🤖 AI Summary
To address the challenge of efficiently deploying large language models (LLMs) on resource-constrained edge devices, this paper introduces the MiniCPM4 series (0.5B/8B), integrating several novel techniques: (1) InfLLM v2—a trainable sparse attention mechanism; (2) BitCPM, a ternary quantization scheme synergistically combined with INT4 compression; (3) chunk-wise reinforcement learning for sequence-level optimization; (4) UltraClean data cleaning and the high-quality UltraChat v2 fine-tuning dataset; (5) ModelTunnel v2, an automated pretraining architecture search framework; and (6) CPM.cu, a unified inference engine. The models preserve robust long-context modeling capability while substantially improving inference speed and energy efficiency. On mainstream benchmarks, MiniCPM4-8B outperforms open-source LLMs of comparable parameter count; it achieves faster long-sequence processing than Qwen3-8B. The framework has been successfully deployed in real-world edge applications, including trustworthy questionnaire generation and tool-augmented reasoning.
📝 Abstract
This paper introduces MiniCPM4, a highly efficient large language model (LLM) designed explicitly for end-side devices. We achieve this efficiency through systematic innovation in four key dimensions: model architecture, training data, training algorithms, and inference systems. Specifically, in terms of model architecture, we propose InfLLM v2, a trainable sparse attention mechanism that accelerates both prefilling and decoding phases for long-context processing. Regarding training data, we propose UltraClean, an efficient and accurate pre-training data filtering and generation strategy, and UltraChat v2, a comprehensive supervised fine-tuning dataset. These datasets enable satisfactory model performance to be achieved using just 8 trillion training tokens.
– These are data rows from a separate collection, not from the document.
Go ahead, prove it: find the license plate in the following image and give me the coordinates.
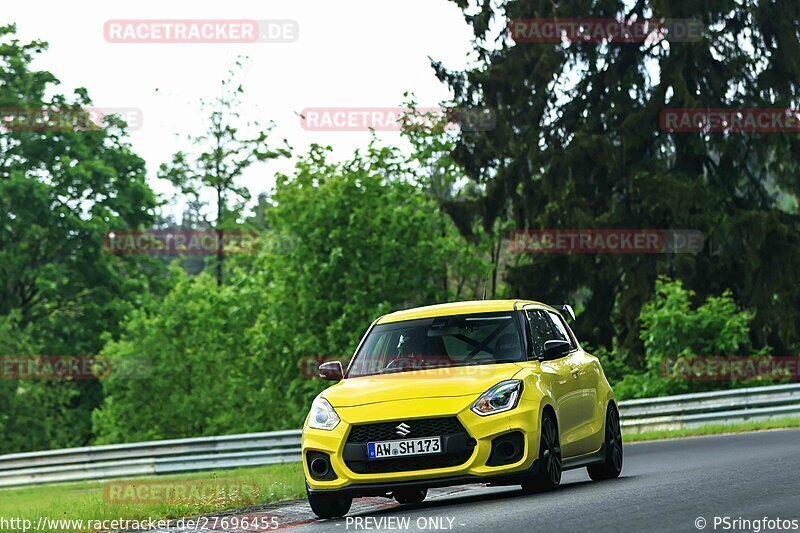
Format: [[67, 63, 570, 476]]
[[367, 437, 442, 459]]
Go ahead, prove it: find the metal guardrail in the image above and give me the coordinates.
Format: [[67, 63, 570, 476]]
[[619, 383, 800, 433], [0, 384, 800, 488], [0, 430, 301, 487]]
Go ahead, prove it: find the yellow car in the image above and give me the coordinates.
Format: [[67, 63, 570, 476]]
[[302, 300, 622, 518]]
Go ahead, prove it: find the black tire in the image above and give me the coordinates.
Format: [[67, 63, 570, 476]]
[[392, 489, 428, 503], [586, 404, 622, 481], [308, 486, 353, 518], [522, 411, 561, 492]]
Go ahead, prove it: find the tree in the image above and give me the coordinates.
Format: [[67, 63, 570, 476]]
[[159, 59, 290, 285], [0, 25, 160, 451], [95, 144, 494, 436], [434, 0, 800, 364], [612, 277, 778, 398]]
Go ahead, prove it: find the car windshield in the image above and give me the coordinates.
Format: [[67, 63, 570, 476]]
[[347, 313, 525, 377]]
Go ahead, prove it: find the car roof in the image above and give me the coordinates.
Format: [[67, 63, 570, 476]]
[[375, 299, 552, 324]]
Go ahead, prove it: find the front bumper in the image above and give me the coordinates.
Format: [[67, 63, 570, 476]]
[[302, 395, 540, 496]]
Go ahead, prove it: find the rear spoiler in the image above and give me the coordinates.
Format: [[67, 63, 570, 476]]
[[552, 304, 575, 322]]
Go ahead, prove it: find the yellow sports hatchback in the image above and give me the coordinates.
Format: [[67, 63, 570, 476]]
[[302, 300, 622, 518]]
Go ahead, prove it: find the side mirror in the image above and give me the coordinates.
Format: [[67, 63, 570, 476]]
[[319, 361, 344, 381], [553, 304, 575, 322], [540, 341, 572, 360]]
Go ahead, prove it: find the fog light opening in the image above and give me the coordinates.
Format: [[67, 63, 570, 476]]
[[497, 441, 517, 460], [311, 457, 331, 477]]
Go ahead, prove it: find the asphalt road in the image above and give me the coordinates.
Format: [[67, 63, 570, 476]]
[[156, 430, 800, 533]]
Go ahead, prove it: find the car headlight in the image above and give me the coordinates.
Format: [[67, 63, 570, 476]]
[[308, 398, 339, 431], [472, 379, 522, 416]]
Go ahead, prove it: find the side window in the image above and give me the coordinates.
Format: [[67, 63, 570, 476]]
[[527, 310, 556, 356], [547, 311, 575, 348]]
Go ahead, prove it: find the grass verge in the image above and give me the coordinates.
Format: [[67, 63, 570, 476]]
[[622, 418, 800, 442], [0, 418, 800, 532], [0, 462, 305, 532]]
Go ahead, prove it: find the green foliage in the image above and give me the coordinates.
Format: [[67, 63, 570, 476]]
[[159, 58, 290, 285], [433, 0, 800, 358], [616, 278, 765, 398], [95, 145, 494, 442], [0, 26, 160, 451]]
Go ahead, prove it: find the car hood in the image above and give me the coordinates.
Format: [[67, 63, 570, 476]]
[[322, 363, 522, 407]]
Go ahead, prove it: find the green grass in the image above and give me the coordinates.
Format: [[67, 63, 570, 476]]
[[622, 418, 800, 442], [6, 418, 800, 532], [0, 462, 305, 531]]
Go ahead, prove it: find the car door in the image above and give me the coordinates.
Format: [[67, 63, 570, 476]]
[[526, 309, 581, 457], [547, 311, 602, 455]]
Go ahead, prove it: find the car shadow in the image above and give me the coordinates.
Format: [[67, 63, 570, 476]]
[[337, 475, 639, 520]]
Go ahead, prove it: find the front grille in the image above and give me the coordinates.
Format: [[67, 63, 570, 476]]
[[347, 416, 466, 443], [345, 416, 476, 474]]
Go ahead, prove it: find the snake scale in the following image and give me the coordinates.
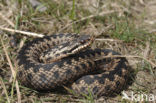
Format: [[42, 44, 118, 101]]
[[17, 34, 129, 96]]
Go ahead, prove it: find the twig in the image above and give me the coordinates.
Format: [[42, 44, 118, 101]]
[[1, 36, 21, 103], [59, 10, 115, 32], [0, 26, 44, 38], [95, 38, 123, 42], [0, 12, 15, 28], [95, 55, 156, 67], [0, 77, 10, 103]]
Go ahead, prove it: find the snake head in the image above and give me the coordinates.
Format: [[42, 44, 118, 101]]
[[40, 35, 94, 63]]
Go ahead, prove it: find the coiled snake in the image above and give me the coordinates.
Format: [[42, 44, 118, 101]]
[[17, 34, 128, 96]]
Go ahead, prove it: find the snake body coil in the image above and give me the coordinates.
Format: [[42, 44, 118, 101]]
[[17, 34, 128, 96]]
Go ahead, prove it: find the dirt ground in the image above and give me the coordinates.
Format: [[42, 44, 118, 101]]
[[0, 0, 156, 103]]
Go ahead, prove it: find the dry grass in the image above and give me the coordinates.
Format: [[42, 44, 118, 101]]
[[0, 0, 156, 103]]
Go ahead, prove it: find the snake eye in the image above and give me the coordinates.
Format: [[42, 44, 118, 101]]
[[80, 40, 85, 44]]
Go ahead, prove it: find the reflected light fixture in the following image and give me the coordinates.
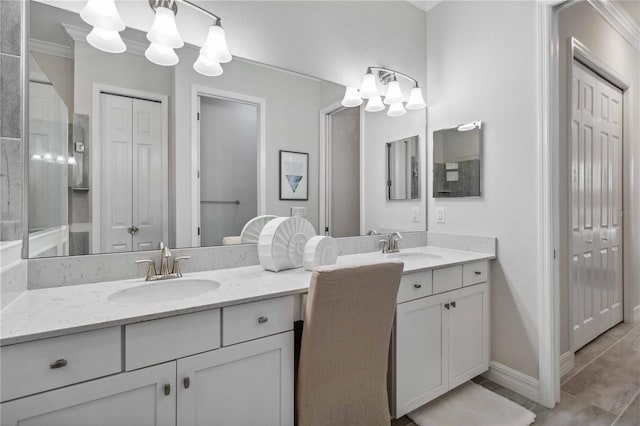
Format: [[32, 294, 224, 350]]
[[342, 67, 427, 117], [80, 0, 232, 76]]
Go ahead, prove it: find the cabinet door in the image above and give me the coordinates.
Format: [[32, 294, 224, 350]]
[[178, 331, 294, 426], [0, 362, 176, 426], [395, 294, 449, 418], [448, 283, 489, 389]]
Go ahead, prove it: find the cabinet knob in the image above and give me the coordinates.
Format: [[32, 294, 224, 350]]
[[49, 358, 67, 370]]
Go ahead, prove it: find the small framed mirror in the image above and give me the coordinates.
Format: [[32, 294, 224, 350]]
[[433, 121, 482, 198], [386, 135, 420, 200]]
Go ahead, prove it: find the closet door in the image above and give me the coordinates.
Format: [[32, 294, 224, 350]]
[[570, 61, 622, 350], [131, 99, 164, 250], [100, 93, 133, 253]]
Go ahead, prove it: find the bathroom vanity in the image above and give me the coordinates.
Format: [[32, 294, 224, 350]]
[[0, 247, 495, 425]]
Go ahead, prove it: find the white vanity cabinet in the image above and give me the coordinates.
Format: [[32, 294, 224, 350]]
[[0, 361, 176, 426], [390, 261, 489, 418], [0, 296, 294, 426]]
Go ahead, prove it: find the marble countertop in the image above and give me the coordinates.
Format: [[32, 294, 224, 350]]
[[0, 246, 495, 346]]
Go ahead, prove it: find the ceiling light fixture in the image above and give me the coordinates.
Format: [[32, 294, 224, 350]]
[[80, 0, 233, 76], [342, 67, 427, 117]]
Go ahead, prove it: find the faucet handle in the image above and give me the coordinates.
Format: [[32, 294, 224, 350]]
[[171, 256, 191, 278], [136, 259, 157, 281]]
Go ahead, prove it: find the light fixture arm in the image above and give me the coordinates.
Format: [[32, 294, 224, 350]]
[[367, 67, 420, 87]]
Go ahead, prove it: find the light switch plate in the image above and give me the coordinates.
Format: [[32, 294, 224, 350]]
[[411, 207, 420, 222]]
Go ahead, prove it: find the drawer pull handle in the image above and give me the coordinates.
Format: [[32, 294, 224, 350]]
[[49, 358, 67, 370]]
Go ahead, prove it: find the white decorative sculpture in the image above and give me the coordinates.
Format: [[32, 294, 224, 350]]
[[240, 214, 278, 244], [302, 235, 338, 271], [258, 217, 316, 272]]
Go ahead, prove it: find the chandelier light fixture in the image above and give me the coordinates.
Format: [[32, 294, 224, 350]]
[[342, 67, 427, 117], [80, 0, 232, 76]]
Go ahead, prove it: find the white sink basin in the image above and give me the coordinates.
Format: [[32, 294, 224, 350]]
[[109, 278, 220, 303], [387, 251, 442, 260]]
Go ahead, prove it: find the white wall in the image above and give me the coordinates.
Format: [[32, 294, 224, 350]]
[[426, 1, 540, 377], [558, 2, 640, 353], [362, 110, 430, 232]]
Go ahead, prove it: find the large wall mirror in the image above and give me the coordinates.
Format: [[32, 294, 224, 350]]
[[27, 0, 426, 257]]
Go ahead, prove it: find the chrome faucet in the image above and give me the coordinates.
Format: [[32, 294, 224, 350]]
[[380, 232, 402, 253], [136, 241, 191, 281]]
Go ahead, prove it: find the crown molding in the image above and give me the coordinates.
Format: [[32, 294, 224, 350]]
[[587, 0, 640, 51], [60, 23, 148, 56], [29, 38, 74, 59]]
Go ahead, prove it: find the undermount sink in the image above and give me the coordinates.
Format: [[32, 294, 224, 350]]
[[109, 278, 220, 302], [387, 251, 442, 260]]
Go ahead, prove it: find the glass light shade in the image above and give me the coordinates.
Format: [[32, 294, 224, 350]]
[[200, 25, 231, 64], [342, 87, 362, 107], [144, 43, 179, 67], [384, 81, 404, 105], [406, 87, 427, 110], [360, 72, 378, 99], [147, 7, 184, 49], [87, 27, 127, 53], [80, 0, 125, 31], [387, 102, 407, 117], [193, 53, 222, 77], [364, 95, 386, 112]]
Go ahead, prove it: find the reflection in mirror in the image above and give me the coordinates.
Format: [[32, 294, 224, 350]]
[[28, 0, 425, 257], [386, 136, 420, 200], [433, 121, 482, 198]]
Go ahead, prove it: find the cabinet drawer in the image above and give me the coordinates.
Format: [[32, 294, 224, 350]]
[[222, 296, 293, 346], [433, 265, 462, 294], [397, 271, 433, 303], [125, 309, 220, 371], [0, 327, 122, 401], [462, 260, 488, 287]]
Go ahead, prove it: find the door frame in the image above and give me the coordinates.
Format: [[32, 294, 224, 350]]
[[558, 37, 632, 352], [318, 101, 365, 235], [190, 84, 267, 247], [89, 83, 169, 254]]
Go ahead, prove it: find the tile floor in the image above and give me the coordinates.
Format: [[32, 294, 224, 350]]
[[391, 324, 640, 426]]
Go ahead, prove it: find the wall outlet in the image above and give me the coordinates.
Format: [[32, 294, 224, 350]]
[[291, 207, 307, 219]]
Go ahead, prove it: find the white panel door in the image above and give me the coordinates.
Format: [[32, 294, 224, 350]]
[[395, 293, 449, 418], [0, 362, 176, 426], [177, 331, 294, 426], [570, 61, 622, 350], [131, 99, 164, 250], [448, 283, 489, 389], [100, 93, 133, 253]]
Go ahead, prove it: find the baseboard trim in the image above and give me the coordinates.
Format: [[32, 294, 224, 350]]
[[484, 361, 540, 403], [560, 351, 575, 378]]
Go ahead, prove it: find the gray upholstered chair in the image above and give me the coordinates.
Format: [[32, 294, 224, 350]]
[[296, 262, 403, 426]]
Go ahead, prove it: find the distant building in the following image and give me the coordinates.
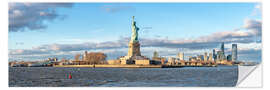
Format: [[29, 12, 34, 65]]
[[83, 51, 88, 61], [203, 52, 208, 61], [197, 55, 203, 61], [153, 51, 159, 58], [168, 57, 175, 65], [227, 55, 232, 61], [232, 44, 237, 61], [208, 53, 213, 61], [213, 49, 217, 61], [217, 51, 226, 60], [220, 42, 225, 54], [178, 52, 184, 60]]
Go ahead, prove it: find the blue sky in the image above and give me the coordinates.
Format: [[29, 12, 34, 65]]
[[8, 3, 261, 61]]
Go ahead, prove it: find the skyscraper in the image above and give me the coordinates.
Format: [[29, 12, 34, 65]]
[[208, 53, 213, 61], [220, 42, 225, 54], [178, 52, 184, 60], [82, 51, 88, 61], [213, 49, 217, 61], [203, 52, 208, 61], [232, 44, 237, 61]]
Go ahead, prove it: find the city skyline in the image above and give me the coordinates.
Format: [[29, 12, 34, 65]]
[[9, 3, 261, 62]]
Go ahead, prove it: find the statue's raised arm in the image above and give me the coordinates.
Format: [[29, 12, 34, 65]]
[[131, 16, 139, 42]]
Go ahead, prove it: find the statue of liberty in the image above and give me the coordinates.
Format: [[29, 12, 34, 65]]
[[131, 16, 139, 42]]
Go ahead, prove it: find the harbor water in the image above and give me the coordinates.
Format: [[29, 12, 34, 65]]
[[9, 66, 238, 87]]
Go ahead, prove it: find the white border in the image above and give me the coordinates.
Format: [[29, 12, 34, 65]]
[[0, 0, 270, 90]]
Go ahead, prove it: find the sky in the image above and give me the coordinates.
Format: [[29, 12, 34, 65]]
[[8, 3, 262, 62]]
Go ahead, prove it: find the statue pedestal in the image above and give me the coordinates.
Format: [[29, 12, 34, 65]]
[[128, 42, 141, 57]]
Regarding training algorithms, we propose ModelTunnel v2 for efficient pre-training strategy search, and improve existing post-training methods by introducing chunk-wise rollout for load-balanced reinforcement learning and data-efficient tenary LLM, BitCPM. Regarding inference systems, we propose CPM.cu that integrates sparse attention, model quantization, and speculative sampling to achieve efficient prefilling and decoding. To meet diverse on-device requirements, MiniCPM4 is available in two versions, with 0.5B and 8B parameters, respectively. Sufficient evaluation results show that MiniCPM4 outperforms open-source models of similar size across multiple benchmarks, highlighting both its efficiency and effectiveness. Notably, MiniCPM4-8B demonstrates significant speed improvements over Qwen3-8B when processing long sequences. Through further adaptation, MiniCPM4 successfully powers diverse applications, including trustworthy survey generation and tool use with model context protocol, clearly showcasing its broad usability.